I might be reading the mood of the crowd wrong here. Maybe as a postgraduate I’m not as relaxed about these things as the first years who started class last month. However, I suspect I’m right. We may feel comfortable bragging to our mates about how we got trashed at Kremlin Bar and were too hung over to hand in an assessment, but what if the delay was caused by something more personal? Indeed, the Monica of this article might have got an extension, but that simply invites unwarranted speculation. Was it sickness? Computer failure? Or something more sinister?

Privacy might be a malleable concept but we all expect control over our information. Hell! even Facebook lets me turn on/off or limit what people can see. We might be comfortable sharing photos or drunken status updates with our friends but if that information was published in (say) a student newspaper how would we feel? What business do strangers have in knowing I handed in my assignment late?
How would you feel if your details were published in a student newspaper, or on its website.

Clearly, it’s the context of the message as much as the message which matters.

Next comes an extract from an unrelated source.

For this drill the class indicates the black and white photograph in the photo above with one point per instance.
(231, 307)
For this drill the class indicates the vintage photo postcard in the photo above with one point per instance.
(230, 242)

I’ve removed surnames in this article but I still feel this is too much of an intrusion. But the information is there. For everyone enrolled in the course to see. And if you’re in a first year law, political science, chemistry or engineering course, that’s a lot of people!

Fundamentally, there is no reason for students to know when other students hand in an assessment. Anonymous Assessment (capitalised because it’s important!) means anonymous from other students as well as lecturers. After six years as an undergraduate, four of them in a college, I could count on two hands the number of assignments my friends showed me post-marking (and on one hand the number of friends who let me read over their essays before submitting them). An assignment is between the student and marker. The current Wattle course page is a gross breach of student’s privacy and should be altered. If the “Assignments Submitted” widget can’t be removed then can we please use student numbers instead of names?

Web 2.0 is great and all and social networking sites are a fun and invaluable way to stay in touch with friends. But ANU, if you have these features, also provide ‘privacy control’. That way, the next time I hand an assignment in late because of acute food poisoning[4] my name won’t be splashed all over Woroni or the Civil Liberties Australia website.

– Tim Vines

This is an edited version of an article that was first published in Woroni – the student newspaper of the Australian National University.

Tim Vines completed a BA/LLB(hons) in 2008 and was President of Bruce Hall in 2006. He is a director of and media spokesperson for Civil Liberties Australia: http://www.cla.asn.au/

[1] Irony or hypocrisy, take your pick.

[2] For Trivia points, WebCT stands for Web Course Tools. Just so you know.

[3] Web 2.0 sites include, for example, YouTube, Facebook, Myspace, Google Docs etc…

[4] Not that I am suggesting this was Monica’s excuse.